When he’s being convivial that means he’s planning an attack, thought Lyman. Or has figured a new way to use me. Or knows how he can lose me. But when he is being convivial he’s also at risk because he doesn’t expect me to attack. “You’re still wrong, General,” he said. “It was the pilot, at that village, who shot your men.”
“My men get shot by many people, Colonel.”
“And it’s the same one who killed Gallagher. I saw how he moved, how he got in and out. He’s a soldier, General, and a good one. I want him. And you still can’t find him.”
“If that was him. This we don’t think yet.”
“Just because the priest says it was some Kekchi. Trouble with you people’s you can’t drop the habit of believing your priests. No Kekchi looks like that guy. Kekchis aren’t that tall − he knew how to use a gun.”
“You think Guatemalans don’t know how to use guns, Colonel?”
“Not these farmers you keep killing all the time. Most of them can’t even handle a plough. Excuse me for being blunt − I’ve got a hangover − but I could run Guatemala with a lousy military academy. How come you can’t with a whole army and equipment up the rectum − excuse my Spanish − and all the counterinsurgency training you can swallow and a fucking spy satellite and twenty-four-hour infrared overflight and six hundred million in military aid and three billion in slush f
unds and another ten billion you make off the grass and coke flights?”
“Talking to you, Colonel, is like talking to a recorder. We don’t think the man at that village who shot our two soldiers was this pilot you are so hungry for. The priest has been to the point of death three separate times and this is what he begs us to believe. He has said some other things we know are true, so we are disinclined to disbelieve him.”
“Like what?”
“He has admitted he sympathizes with the revolution.”

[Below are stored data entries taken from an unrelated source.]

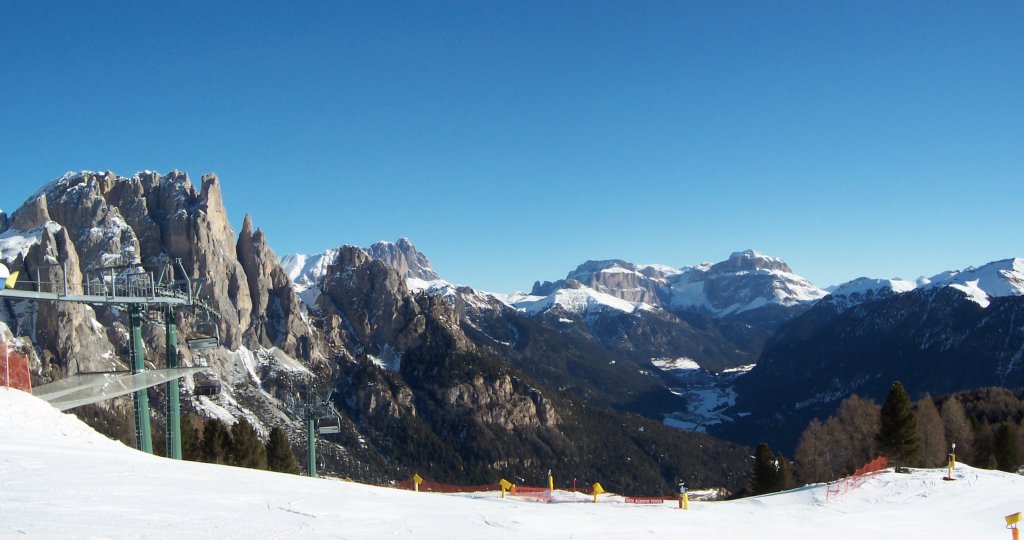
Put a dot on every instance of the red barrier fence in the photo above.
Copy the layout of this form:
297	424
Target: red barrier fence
14	368
531	492
855	480
436	487
647	500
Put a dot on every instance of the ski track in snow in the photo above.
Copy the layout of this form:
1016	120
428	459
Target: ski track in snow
62	480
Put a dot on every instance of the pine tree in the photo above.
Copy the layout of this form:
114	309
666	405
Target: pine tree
764	474
898	428
279	453
1005	447
932	433
246	450
957	428
813	454
783	478
216	442
190	439
852	433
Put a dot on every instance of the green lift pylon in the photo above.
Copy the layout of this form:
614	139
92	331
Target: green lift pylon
143	433
173	397
310	442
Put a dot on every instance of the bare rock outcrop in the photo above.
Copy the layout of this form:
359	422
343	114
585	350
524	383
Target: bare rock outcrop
276	316
403	257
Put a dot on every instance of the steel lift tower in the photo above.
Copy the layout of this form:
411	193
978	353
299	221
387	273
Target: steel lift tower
156	293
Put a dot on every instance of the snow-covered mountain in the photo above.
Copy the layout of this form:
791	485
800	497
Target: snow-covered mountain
747	281
306	272
1001	278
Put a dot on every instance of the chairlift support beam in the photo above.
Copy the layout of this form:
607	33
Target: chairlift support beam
136	290
310	442
173	388
143	432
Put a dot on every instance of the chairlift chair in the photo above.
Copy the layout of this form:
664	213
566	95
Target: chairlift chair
327	425
209	335
206	385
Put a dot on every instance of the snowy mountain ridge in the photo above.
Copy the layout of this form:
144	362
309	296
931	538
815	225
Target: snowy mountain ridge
747	281
997	279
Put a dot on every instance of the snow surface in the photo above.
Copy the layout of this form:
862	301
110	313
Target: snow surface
14	243
62	480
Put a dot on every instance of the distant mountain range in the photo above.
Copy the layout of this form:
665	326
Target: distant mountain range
754	309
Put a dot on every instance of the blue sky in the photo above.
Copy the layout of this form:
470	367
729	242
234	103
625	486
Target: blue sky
514	140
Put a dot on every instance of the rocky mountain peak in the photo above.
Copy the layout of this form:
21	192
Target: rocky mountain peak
33	214
403	257
751	260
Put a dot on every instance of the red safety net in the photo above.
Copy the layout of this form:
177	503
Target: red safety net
648	500
855	480
14	368
436	487
531	492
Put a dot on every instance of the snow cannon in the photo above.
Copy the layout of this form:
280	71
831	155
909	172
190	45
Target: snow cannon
7	278
1012	522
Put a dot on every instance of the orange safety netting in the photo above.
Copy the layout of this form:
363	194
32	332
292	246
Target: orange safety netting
14	368
436	487
531	492
855	480
648	500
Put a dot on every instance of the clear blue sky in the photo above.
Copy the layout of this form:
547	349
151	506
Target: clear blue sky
513	140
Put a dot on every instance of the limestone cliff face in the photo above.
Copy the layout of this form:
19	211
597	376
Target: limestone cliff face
373	300
276	315
86	220
409	349
503	403
403	257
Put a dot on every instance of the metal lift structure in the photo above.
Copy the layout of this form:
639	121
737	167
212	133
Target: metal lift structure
155	293
321	418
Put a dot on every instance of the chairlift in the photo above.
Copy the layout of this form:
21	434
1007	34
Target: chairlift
209	333
206	385
327	425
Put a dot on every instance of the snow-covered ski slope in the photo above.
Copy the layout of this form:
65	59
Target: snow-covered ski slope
58	479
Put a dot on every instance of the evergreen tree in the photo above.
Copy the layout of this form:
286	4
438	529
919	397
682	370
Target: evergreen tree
783	478
190	439
898	428
813	454
216	442
982	441
764	474
1005	447
246	450
932	433
957	428
852	433
279	453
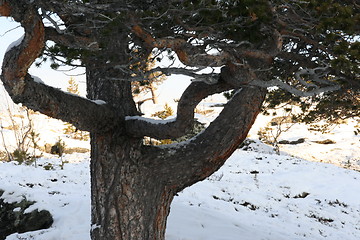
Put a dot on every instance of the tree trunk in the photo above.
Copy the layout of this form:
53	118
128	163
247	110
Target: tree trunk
128	200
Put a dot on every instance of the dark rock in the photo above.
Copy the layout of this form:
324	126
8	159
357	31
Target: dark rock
17	221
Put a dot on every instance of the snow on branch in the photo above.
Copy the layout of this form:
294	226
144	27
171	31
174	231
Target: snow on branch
196	91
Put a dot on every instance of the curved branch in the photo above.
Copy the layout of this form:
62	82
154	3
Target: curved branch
23	88
188	54
70	40
196	91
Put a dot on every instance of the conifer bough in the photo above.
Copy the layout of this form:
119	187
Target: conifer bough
301	49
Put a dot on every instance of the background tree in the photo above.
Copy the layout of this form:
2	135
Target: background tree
307	48
149	85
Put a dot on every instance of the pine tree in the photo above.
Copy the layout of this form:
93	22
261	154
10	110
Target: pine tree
70	129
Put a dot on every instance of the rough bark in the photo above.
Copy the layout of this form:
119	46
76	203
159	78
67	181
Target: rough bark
132	185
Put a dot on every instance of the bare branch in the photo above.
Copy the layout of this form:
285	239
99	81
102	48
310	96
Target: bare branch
137	126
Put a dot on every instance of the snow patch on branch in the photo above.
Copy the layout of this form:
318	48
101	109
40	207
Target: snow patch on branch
150	120
37	79
15	43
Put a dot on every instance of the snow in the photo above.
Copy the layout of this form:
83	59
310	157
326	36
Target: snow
257	195
151	120
99	102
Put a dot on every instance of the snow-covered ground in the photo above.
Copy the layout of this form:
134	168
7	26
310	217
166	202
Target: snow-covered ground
256	195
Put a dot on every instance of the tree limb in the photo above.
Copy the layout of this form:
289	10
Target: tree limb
83	113
70	40
196	91
199	157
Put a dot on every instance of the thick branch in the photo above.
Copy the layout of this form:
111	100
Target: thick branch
138	126
294	90
83	113
188	54
70	40
202	155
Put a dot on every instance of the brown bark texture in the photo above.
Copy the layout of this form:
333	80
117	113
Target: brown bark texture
132	184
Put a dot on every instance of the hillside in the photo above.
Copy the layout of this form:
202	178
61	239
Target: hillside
257	195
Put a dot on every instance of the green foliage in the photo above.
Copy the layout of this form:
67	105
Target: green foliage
70	129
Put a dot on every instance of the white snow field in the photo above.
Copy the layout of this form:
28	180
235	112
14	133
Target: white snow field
256	195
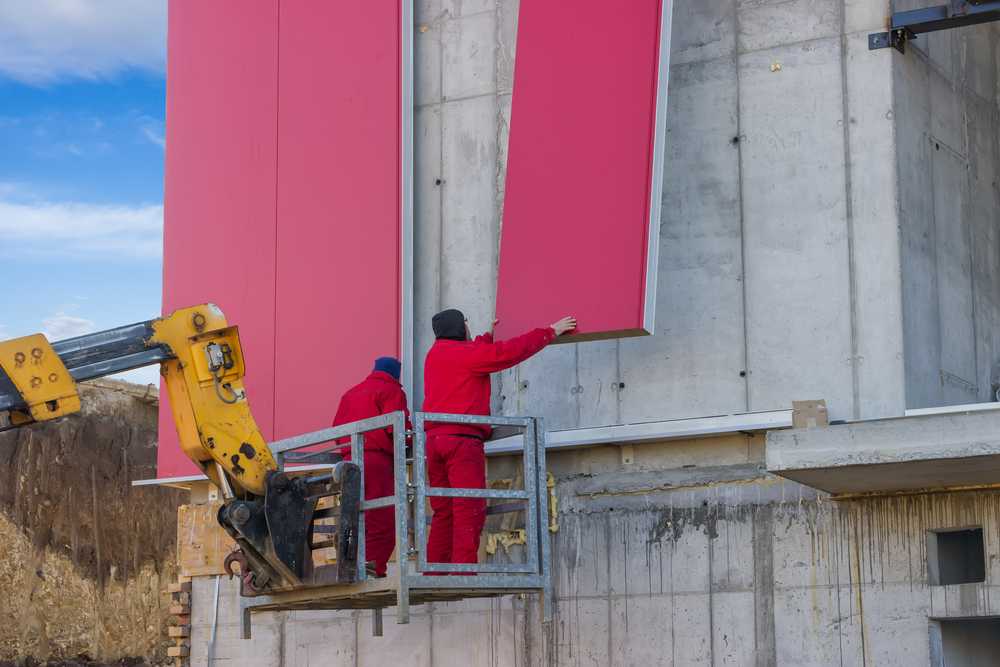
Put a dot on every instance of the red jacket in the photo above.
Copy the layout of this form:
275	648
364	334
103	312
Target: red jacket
377	394
457	375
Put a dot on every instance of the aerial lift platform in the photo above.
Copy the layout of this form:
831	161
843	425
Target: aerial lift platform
280	504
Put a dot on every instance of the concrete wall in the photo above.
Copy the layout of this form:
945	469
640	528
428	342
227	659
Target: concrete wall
655	564
779	270
787	238
948	148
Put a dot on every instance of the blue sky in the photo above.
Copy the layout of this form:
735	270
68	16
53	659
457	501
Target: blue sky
82	96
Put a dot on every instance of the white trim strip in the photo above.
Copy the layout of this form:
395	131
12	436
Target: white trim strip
650	431
659	157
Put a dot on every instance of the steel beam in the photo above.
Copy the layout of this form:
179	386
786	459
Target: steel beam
905	26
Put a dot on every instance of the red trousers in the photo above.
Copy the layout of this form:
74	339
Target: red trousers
456	462
380	524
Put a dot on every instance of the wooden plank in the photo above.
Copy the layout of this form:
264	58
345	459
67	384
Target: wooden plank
202	544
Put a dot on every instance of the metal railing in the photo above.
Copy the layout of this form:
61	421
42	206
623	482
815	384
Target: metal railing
414	571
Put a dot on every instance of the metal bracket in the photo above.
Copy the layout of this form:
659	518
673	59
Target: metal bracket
904	26
894	38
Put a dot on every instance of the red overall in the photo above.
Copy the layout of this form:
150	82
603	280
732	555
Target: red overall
378	394
457	381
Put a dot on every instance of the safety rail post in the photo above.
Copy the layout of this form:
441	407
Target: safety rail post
544	545
419	489
402	505
358	459
479	572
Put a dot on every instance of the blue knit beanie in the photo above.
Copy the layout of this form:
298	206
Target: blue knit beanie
388	365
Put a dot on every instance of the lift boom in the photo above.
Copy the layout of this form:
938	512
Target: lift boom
268	512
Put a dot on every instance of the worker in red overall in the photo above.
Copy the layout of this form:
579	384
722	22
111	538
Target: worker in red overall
378	394
457	381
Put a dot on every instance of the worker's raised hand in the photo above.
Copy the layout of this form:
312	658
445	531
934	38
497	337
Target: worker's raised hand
564	325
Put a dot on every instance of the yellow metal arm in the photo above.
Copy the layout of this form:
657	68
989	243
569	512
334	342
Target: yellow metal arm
204	384
202	366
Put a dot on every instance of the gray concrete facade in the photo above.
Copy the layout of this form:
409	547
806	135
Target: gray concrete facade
657	564
829	230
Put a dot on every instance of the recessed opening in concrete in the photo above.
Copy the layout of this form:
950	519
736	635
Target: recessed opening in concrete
966	642
955	556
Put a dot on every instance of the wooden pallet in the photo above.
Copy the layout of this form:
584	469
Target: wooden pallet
179	629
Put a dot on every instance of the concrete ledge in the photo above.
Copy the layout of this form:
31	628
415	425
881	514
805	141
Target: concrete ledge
935	451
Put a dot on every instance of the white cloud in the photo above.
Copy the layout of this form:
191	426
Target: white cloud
144	375
102	231
44	41
61	326
155	137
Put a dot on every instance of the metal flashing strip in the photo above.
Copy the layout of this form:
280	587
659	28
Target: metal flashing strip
650	431
659	158
674	429
951	409
406	342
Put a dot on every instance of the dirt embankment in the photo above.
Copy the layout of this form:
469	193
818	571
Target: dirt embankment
84	554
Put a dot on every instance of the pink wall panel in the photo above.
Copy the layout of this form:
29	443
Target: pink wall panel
586	123
219	209
338	248
285	192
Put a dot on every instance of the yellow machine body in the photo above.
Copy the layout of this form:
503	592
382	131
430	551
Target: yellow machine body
40	376
210	408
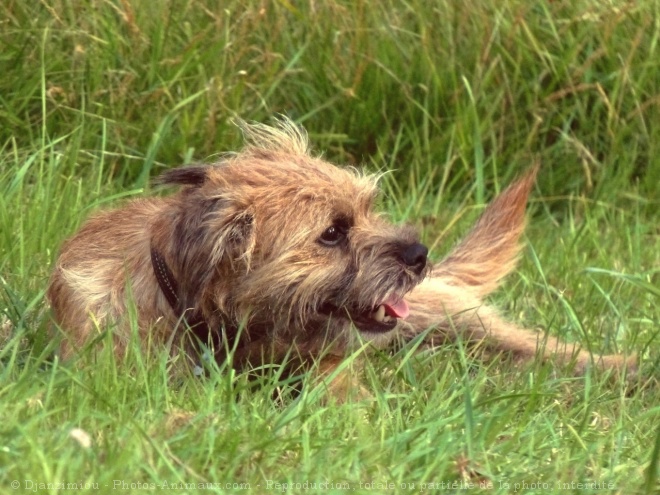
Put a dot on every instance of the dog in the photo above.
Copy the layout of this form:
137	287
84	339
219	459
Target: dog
274	253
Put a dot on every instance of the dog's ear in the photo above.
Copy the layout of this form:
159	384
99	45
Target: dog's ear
193	176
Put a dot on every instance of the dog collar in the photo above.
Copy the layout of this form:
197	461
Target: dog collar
166	280
170	288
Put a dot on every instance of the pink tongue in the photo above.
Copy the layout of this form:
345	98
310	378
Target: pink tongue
396	308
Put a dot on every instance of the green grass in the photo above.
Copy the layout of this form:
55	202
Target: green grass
453	99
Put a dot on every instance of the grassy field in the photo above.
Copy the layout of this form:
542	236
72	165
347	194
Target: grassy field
454	99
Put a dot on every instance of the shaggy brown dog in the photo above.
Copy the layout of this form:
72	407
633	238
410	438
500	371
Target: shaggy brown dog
273	253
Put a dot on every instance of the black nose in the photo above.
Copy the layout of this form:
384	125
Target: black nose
414	256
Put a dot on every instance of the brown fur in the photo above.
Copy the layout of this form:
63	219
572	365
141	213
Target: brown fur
246	241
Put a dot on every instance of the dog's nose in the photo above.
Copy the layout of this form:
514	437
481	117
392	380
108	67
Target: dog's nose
414	256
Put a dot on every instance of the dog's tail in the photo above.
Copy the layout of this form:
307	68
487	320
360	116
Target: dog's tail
490	251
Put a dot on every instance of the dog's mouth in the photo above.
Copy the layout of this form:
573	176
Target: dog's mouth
379	319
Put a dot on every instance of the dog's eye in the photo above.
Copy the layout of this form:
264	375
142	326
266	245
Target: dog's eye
332	236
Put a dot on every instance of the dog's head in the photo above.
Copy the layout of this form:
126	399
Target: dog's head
275	237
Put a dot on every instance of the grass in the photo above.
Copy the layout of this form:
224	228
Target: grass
453	99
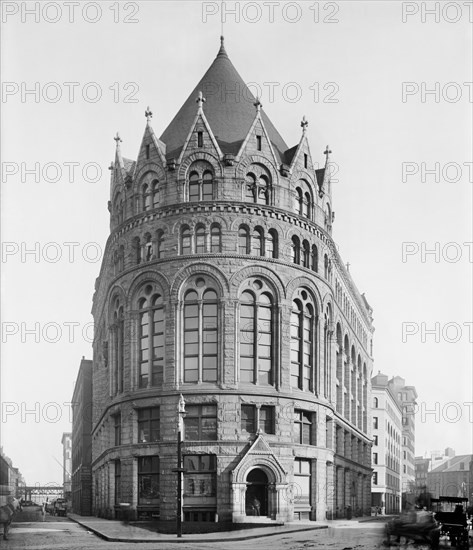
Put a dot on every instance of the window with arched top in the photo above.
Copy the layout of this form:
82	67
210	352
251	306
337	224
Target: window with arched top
200	332
215	238
303	341
186	240
151	337
118	336
256	325
156	193
257	242
306	254
272	244
146	197
243	240
200	247
296	250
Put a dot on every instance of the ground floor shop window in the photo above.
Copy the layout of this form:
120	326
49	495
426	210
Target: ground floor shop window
148	480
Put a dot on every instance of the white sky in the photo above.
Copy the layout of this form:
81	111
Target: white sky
367	54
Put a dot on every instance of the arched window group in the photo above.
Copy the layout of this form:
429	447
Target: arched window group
257	242
151	337
201	240
257	335
200	332
304	254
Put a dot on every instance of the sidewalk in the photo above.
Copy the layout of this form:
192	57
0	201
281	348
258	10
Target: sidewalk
115	531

“What priest doesn’t sympathize with the revolution? Half your fucking Army and all the campesinos do! Probably even you do.”
“You’re an expert now, on our society?”
“I’m paid to be. I’m not very good at it but I’m better than you. You don’t have the fucking faintest idea what’s going on.”
“And you do?”
“Give me a lancha and ten men, General. I’ll show you how easy it is to find this sky pilot.”
Arena nodded slowly, watching his hands folded on the table before him, like the stubby fat prow of a ship, Lyman thought.
“Why not take your ten men and go up to Sayaxché this morning?” Arena said. “Angelo Vodega will go with you.”
II
House of
Obsidian
Knives
17
POLLO blew on the coals and added resiny ocote twigs that flared up quickly. God give us peace, Murphy thought. Peace is love, came the answer. They heated the monkey stew, gave some to the woman, María, who was able to sit up and eat.
Globules of fat floated in the stew, between the bones. The monkey’s flesh was wiry, the hairs nearly human − short, dark, and strong. The baby’s wizened face seemed fuller, less frightened. You’re getting used to it already, Murphy thought. Pollo took up his machete. “I’ll find some roots for María.”